Bus operators do this to
save money, Ms. Wattal said. “This should be contested,” she said. “It is
ridiculous.”
Safety analysts
emphasize the need for government action but argue that the onus is also on
schools, which need to take safety more seriously. Many schools collect
transportation fees from students and then contract with a private bus operator
to provide the services.
“If there’s a crash, the
school management passes on the responsibility to the bus driver and operator,”

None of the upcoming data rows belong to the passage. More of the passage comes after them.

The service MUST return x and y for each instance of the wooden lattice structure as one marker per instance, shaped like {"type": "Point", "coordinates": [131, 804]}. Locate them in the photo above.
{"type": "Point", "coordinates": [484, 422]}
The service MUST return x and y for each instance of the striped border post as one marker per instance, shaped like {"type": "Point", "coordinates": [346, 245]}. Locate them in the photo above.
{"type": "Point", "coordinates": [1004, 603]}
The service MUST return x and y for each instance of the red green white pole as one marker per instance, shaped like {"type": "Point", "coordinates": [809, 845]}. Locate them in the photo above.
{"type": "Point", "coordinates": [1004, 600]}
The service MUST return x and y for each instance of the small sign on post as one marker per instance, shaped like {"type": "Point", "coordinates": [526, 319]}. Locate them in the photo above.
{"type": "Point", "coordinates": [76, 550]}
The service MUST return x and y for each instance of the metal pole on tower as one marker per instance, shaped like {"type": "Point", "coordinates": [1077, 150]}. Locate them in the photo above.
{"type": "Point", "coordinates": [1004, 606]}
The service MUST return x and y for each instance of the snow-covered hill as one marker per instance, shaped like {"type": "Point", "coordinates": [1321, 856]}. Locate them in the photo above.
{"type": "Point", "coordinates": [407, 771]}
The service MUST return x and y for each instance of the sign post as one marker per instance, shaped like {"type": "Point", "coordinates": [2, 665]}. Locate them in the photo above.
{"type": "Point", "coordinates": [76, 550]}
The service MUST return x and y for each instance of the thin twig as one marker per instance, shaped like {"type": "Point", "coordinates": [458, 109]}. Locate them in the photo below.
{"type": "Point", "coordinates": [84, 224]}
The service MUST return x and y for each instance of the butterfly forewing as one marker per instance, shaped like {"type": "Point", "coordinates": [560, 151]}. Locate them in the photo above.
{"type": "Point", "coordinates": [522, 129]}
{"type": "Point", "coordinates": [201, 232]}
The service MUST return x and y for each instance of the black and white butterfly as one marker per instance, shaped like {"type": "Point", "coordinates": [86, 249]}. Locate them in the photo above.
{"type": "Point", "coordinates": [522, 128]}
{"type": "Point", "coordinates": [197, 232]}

said Mr. Sidhu, president of ArriveSafe. “They pass the buck.”
This year, officials in
the western state of Maharashtra introduced measures to address a spate of bus
accidents. The new proposals called for tougher rules for the licensing of
operators, the replacement of older buses and stricter enforcement to ensure
the installation of devices that limit speed. In response, an association of
school bus owners, complaining of higher costs and calling the measures
impractical, staged a strike.
Moreover, school buses
are only part of the scrambled student transportation network. In the New Delhi
metropolitan area alone, several thousand students cram into vans,
euphemistically referred to as school “cabs.” Others across India are ferried
in auto-rickshaws, a popular three-wheel
vehicle in the country that has no doors, with children often spilling from the
sides.
Arvinder Singh, the
father of the boy killed by his school bus, said he had thought the school bus
was a safer option than the vans and auto-rickshaws. Yet, school and government
officials were callous and apathetic, he said, when he looked to hold someone
accountable after Japneet’s death.
“I handed over my child
to them,” Mr. Singh said on the first anniversary of his son’s death last
month. “It’s basically a trust we give to the school that they’ll keep our
children safe.”
The school bus driver
was arrested, and the case is now in court. Mr. Singh said that the school had
offered him about $5,400 but that he had refused the money, saying he wanted
justice. “I have lost my child,” said Mr. Singh, who plans to start a nonprofit
group committed to child safety. “I know he won’t come back to us. But I don’t
want other parents to suffer like I have.”